I got 2 Britax Marathon car seats from my neighbor (who is also a friend) the seats were less than a year old. They were moving out of the country and did not want to pack them along...I had no problem at all taking them...free BTW!!!

I would buy a used crib...but buy a new mattress for it...I wish I could have found our Amby used









I would not buy used bedding though...I can not explain why though...just my own wierdness I guess considering that I had no problem with used diapers


----------



## LynnS6 (Mar 30, 2005)

I'd CONSIDER used for everything.

That being said, unless I was related to the person selling me a carseat, I probably wouldn't buy used. But dd used ds' old car seat, and I'm comfortable with that. I need to know the history. I won't sell or give away our car seats when our kids are done with them because they're past the expiry date (2 kids, 3 years apart = 8+ years of use for a car seat).

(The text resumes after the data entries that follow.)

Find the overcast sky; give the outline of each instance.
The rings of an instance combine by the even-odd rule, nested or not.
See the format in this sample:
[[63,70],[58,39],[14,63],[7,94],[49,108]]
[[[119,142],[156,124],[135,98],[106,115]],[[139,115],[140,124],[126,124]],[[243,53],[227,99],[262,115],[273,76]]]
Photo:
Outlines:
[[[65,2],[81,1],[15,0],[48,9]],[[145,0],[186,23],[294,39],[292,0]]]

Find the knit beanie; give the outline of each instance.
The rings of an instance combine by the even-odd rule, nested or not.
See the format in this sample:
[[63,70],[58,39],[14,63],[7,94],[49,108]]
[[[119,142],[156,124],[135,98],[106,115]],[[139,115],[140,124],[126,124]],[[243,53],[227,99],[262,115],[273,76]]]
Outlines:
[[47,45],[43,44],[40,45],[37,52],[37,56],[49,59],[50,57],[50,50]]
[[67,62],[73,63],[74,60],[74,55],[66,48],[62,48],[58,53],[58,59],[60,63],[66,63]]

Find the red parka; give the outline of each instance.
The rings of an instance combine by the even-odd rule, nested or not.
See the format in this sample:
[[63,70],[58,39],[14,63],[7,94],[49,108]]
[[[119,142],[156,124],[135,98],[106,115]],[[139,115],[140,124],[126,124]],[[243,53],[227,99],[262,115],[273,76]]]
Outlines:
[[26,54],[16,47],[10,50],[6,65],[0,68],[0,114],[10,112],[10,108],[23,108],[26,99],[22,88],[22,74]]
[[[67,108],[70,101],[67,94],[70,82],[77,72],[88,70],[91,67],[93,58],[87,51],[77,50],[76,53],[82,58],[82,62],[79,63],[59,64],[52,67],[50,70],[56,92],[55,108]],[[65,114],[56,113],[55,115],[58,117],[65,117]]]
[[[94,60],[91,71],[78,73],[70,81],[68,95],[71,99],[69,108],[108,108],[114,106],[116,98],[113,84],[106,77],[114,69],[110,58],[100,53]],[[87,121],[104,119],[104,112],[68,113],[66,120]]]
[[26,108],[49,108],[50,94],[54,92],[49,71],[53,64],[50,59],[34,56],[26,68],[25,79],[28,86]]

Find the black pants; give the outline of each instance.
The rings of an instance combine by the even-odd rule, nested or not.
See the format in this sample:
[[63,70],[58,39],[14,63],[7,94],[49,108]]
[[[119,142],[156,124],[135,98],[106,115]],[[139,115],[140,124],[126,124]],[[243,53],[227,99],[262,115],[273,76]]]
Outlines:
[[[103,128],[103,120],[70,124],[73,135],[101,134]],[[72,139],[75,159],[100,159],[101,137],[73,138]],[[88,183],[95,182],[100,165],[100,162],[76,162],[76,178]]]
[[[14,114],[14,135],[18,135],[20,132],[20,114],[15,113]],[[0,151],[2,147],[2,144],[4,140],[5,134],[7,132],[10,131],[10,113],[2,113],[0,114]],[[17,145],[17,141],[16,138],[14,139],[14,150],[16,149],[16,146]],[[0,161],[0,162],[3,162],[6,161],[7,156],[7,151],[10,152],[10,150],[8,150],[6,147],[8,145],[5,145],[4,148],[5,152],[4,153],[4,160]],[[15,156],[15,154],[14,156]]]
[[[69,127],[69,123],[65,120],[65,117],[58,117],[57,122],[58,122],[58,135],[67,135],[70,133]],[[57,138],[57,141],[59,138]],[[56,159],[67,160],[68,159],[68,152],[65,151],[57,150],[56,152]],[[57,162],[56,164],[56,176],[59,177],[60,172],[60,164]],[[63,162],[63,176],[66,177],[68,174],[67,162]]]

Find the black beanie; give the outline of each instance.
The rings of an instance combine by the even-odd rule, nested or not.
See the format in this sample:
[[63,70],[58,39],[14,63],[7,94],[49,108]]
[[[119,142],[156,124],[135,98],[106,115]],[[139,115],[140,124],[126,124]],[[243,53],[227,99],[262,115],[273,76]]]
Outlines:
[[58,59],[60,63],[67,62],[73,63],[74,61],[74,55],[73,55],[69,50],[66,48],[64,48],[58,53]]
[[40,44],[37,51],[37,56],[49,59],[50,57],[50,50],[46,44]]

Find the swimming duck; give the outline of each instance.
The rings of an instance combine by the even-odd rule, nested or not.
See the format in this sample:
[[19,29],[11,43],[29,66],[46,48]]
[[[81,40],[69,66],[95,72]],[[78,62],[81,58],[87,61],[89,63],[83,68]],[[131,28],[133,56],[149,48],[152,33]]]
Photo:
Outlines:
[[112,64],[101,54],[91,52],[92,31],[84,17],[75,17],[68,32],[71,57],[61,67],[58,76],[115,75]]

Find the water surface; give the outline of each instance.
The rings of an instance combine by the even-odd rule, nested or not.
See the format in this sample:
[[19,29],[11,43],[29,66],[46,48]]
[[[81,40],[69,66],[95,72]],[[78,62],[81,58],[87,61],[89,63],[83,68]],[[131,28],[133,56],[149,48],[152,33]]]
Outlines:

I wouldn't buy a regular bed mattress used, but a crib mattress is different (it's pretty well sealed), and all the used ones we had, we knew where they came from.

We had a used cribs.
We had a used bassinette.
We had a donated baby swing.
We gave our doorway jumper to a friend.
We have a used toddler bed.
We have used clothing.
We have bought used underwear.
We have used toys.
We'd buy a used stroller.
We'd buy a used sling.
We've done GENTLY used shoes (i.e. church shoes), but I won't buy them if they have ANY heal wear or wear to the footbed. But a lot of 'dress' shoes (especially for boys) get worn about 4 times and then outgrown.
We buy used cars.
We bought a "used" house







.


----------



## grniys (Aug 22, 2006)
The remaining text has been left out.